A marketing coach told me when I was a full-time lawyer that I ought to tell clients about my fiction writing. All of them met and dealt with skilled attorneys all the time, but a very small number of those attorneys also wrote books. What was different about me, he said, was what clients–and potential new clients–would remember.
He was right.
I've been thinking about how this same concept applies to marketing novels and non-fiction.
So Many Books
With millions of books on Amazon alone, and new authors releasing work every day, it takes more than a good book to stand out from the crowd.
I've been exploring advertising, but I don't think that alone is enough. Also, I want to connect in a more personal way with readers. Artificial Intelligence is advancing at a rapid rate. Soon AIs will be able to write tons of content. So a personal touch matters more than ever.

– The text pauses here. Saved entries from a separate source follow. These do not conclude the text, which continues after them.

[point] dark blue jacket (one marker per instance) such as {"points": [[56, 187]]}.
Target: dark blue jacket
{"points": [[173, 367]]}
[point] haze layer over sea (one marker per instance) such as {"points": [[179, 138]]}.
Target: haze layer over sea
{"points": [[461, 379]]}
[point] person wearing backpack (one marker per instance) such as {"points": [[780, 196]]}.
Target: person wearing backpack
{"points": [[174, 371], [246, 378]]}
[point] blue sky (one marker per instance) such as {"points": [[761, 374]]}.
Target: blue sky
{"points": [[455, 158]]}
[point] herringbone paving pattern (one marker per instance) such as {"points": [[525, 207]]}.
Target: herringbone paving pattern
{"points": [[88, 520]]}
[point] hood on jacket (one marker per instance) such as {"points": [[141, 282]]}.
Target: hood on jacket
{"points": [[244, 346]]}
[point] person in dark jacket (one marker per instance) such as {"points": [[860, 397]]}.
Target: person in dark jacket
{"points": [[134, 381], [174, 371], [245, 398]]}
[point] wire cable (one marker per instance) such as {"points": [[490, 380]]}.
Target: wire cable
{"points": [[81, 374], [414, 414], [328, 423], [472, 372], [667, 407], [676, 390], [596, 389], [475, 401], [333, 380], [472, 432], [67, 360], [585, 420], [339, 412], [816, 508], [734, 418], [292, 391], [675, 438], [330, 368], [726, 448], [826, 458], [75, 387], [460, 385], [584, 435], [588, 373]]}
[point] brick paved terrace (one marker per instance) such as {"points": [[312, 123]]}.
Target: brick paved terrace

For all those reasons, I've been thinking about what's different about me and how it ties into my writing.
A Song In My Heart
I started playing guitar and signing when I was in junior high. My first paid job singing was at age sixteen at the Two Way Street Coffeehouse in Downers Grove. (It's still there.)
But I got away from playing music in my twenties for a few reasons. One was that I was working a regular job and writing novels on the side, and I only had so much time. Another was that I developed a repetitive stress injury in my hands and wrists. Faced with limited use of my hands, writing won out over guitar playing.

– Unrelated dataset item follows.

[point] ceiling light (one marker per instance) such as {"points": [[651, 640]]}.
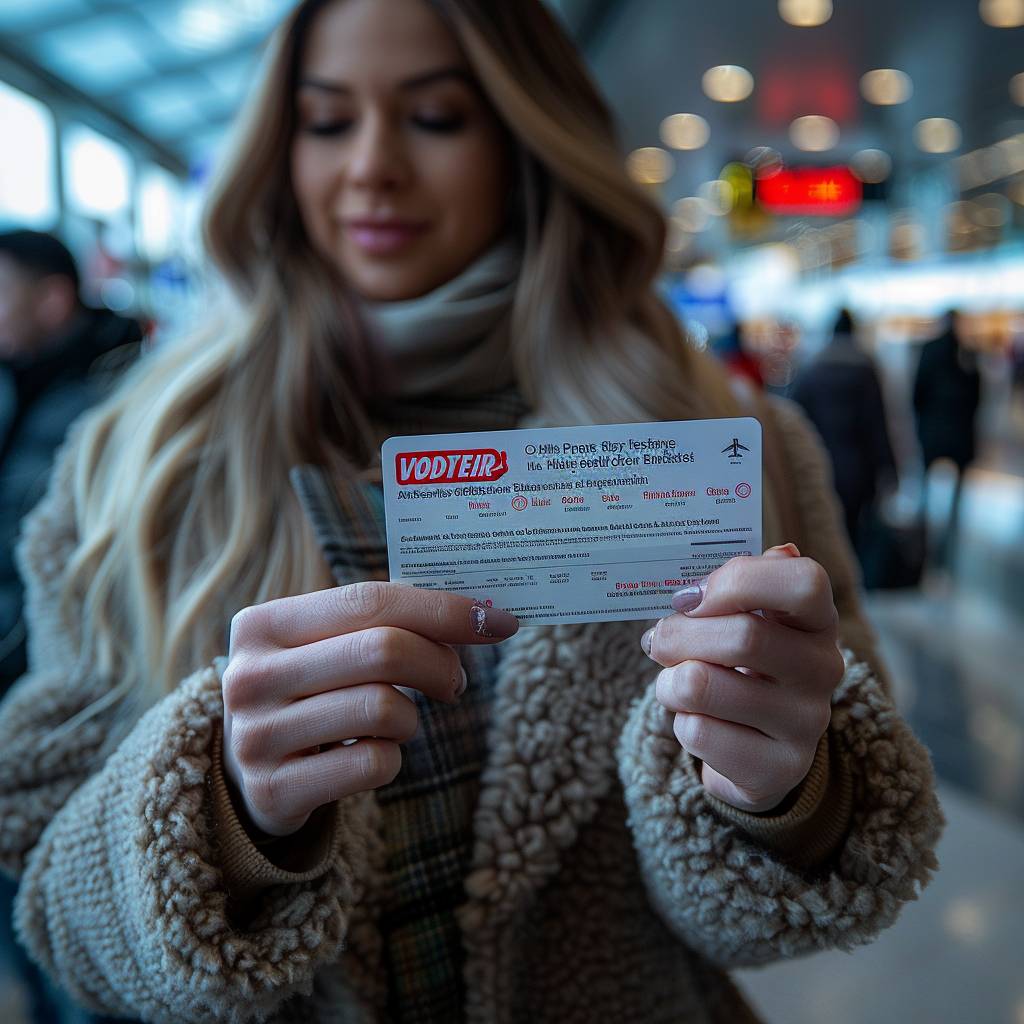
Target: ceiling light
{"points": [[685, 131], [649, 166], [814, 133], [1017, 89], [805, 13], [886, 87], [728, 83], [871, 166], [937, 135], [1003, 13]]}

Since then I've played and sung now and then for fun but not professionally.
Writing What You Know
My music background comes into my fiction, though, and into my non-fiction.
The main character, Q.C. Davis, in my new suspense/mystery series is a lawyer, but she's also a singer in an a cappella group. In addition, I talk about singing in my upcoming book Happiness, Anxiety, and Writing: Using Your Creativity To Live a Calmer, Happier Life. Because when anxious thoughts grab hold of me in the middle of the night and won't let go I often sing a few bars of an upbeat song in my head to derail them.
So for my Q.C. Davis series, I recorded myself singing a cappella the song quoted at the beginning of the second book. It was fun to do, and my readers enjoyed hearing the song. It also allowed me to post about the book on Facebook and Twitter without doing an actual sales pitch.
For the Happiness and Anxiety book I'm planning to record myself playing and singing Keep On The Sunny Side, one of the songs I use to derail those anxious thoughts.
I've got some practicing to do before then, and my guitar desperately needs new strings, but I'm hoping to post the video within the next two weeks.
And there's another plus — guitar strings became a tax deductible expense.
What about you? What's different about you that you can have fun with, tie to your writing, and share with the world?